The authority of Pope Francis’ prudential judgments in his encyclical hangs on a series of scientific suppositions held out as facts. Consider “climate change” (by no means the only concern of the Encyclical). Apparently, the Holy Father accepts “climate change” as 1) a scientific fact; 2) of human origin, that is, scientifically proven to be not associated with the change of seasons or solar flares or any other cause in nature; and, 3) significantly deleterious to the environment. All of these scientific determinations must be true and demonstrable and undeniable for Pope Francis’ conclusions in the matter to carry reasonable weight (and authoritative based on the weight of reason), just as the application of Humanae Vitae in the Church’s virtual condemnation of “The Pill” hangs on whether the pill is scientifically “contraceptive” in chemistry and in its use.

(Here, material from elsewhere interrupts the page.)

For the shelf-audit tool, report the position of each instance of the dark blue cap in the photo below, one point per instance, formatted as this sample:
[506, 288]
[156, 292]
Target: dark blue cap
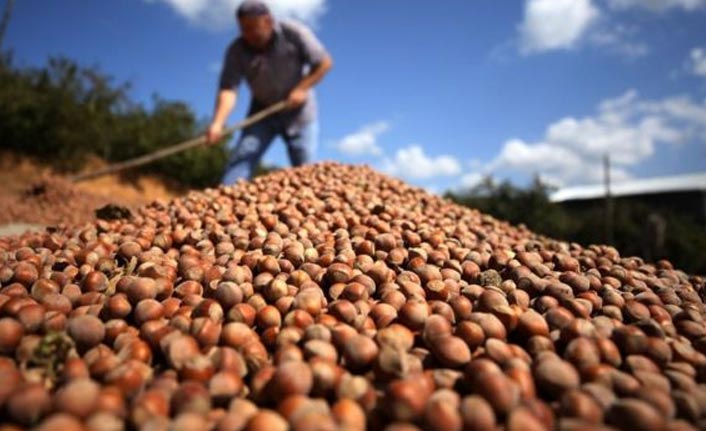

The Holy Father concludes his Encyclical with a call for dialog. In a sense, this very call is an admission that his Encyclical – with his many prudential judgments – simply cannot carry the authoritative weight liberals so earnestly desire and conservatives fear. Dialog doesn’t work with one side – the Holy Father in this instance — holding all the supposedly authoritative chips in the application of Christian principles to the perceived – for better or for worse — circumstances of the environment.
As a Church historian recently observed, if one goes back some time, Church officials, including popes, did take positions on all kinds of things, e.g., Gregory XVI’s condemnation of railroads and gas lights. But since Leo XIII, popes moved away from such pronouncements. There is no reason for conservatives to be labeled disrespectful of the pope and for wishing to engage in a thoughtful disagreement based on scientific facts because the Holy Father himself encourages reasonable and respectful dialog. But it should not be denied that this pope – and every pope – has a role to play in spurring public debate by insisting public issues have a moral dimension.
In the meantime, we continue to delight in the Encyclical’s upholding of the unbending and objective truth of Christian moral principles: “Since everything is interrelated, concern for the protection of nature is also incompatible with the justification of abortion. How can we genuinely teach the importance of concern for other vulnerable beings, however troublesome or inconvenient they may be, if we fail to protect a human embryo, even when its presence is uncomfortable and creates difficulties? ‘If personal and social sensitivity towards the acceptance of the new life is lost, then other forms of acceptance that are valuable for society also wither away’[quoting Pope Benedict’s Encyclical Letter Caritas in Veritate].”